Mari Spirito is founder and director of Protocinema (Istanbul, New York) and director of the Conversations program.
“We wanted to come to Art Basel Miami Beach in 2017 because this fair is basically the last stage of the Art Basel Hong Kong – Basel – Miami Beach triangle. This year it will be our seventh and final fair. So it’s a first in Miami and we are all the more satisfied that the US remains, year in year out, the primary art market in the world since the second World War. Latin America, still enjoying the accolades from the prestigious São Paulo Biennial, is also a great breeding ground for art traders.
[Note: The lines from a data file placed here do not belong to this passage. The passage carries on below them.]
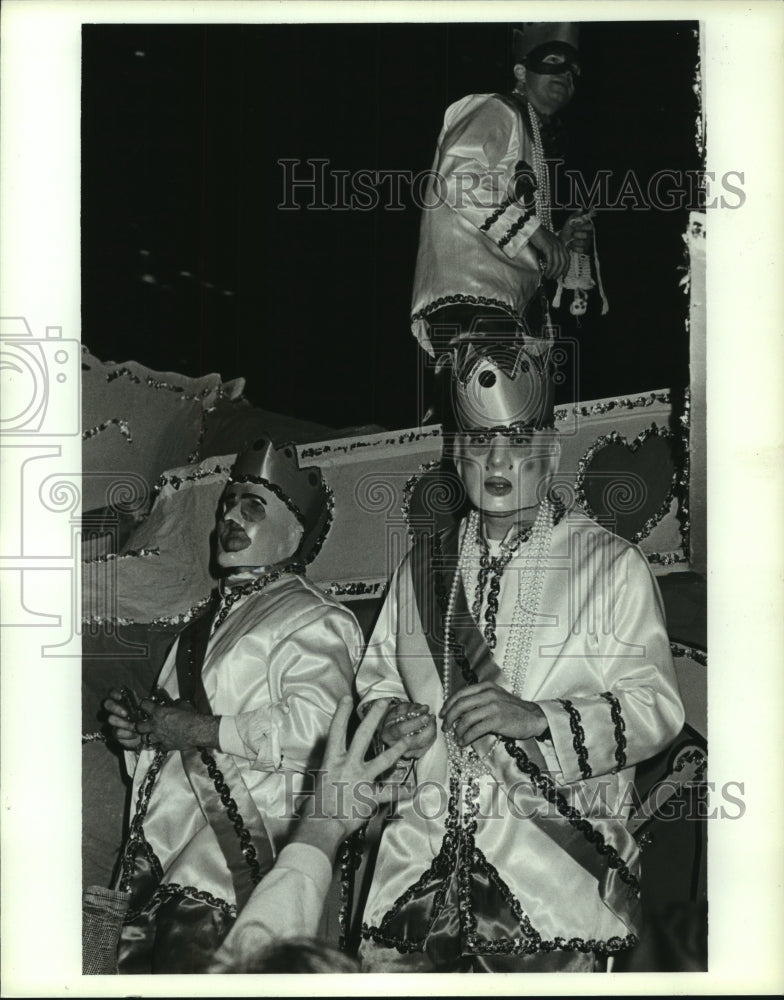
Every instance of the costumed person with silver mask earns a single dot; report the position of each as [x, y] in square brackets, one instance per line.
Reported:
[486, 235]
[241, 711]
[527, 649]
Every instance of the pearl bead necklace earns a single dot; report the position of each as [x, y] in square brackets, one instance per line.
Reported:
[464, 762]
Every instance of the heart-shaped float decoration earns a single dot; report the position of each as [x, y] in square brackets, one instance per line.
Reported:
[628, 486]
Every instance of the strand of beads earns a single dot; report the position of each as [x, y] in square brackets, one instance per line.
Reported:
[529, 594]
[495, 568]
[230, 596]
[464, 761]
[542, 193]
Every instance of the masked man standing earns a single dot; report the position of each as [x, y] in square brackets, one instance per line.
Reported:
[242, 708]
[486, 235]
[527, 651]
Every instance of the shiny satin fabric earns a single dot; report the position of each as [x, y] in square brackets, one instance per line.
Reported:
[545, 882]
[472, 241]
[177, 934]
[281, 660]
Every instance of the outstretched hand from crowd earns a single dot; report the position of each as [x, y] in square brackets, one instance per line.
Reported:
[347, 792]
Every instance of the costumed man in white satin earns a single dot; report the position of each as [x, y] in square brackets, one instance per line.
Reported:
[486, 235]
[243, 705]
[528, 650]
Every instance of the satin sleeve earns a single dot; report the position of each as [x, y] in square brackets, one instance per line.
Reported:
[310, 668]
[378, 675]
[479, 167]
[286, 903]
[639, 711]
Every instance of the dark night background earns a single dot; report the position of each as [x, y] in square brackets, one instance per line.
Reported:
[188, 264]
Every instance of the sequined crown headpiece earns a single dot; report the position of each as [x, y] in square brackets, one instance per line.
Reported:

We have Francophile clients there who love post-war Parisian painting and have property in the capital. They come to Miami wanting to make significant investments. We also wanted to highlight our specialization on American soil because many American expressionist artists remain out of reach, while today, the demand for a high-quality Jean Fautrier or a Nicolas de Staël remains.”
Franck Prazan is director of the Applicat-Prazan gallery and specialist in the great post-war painters in Paris.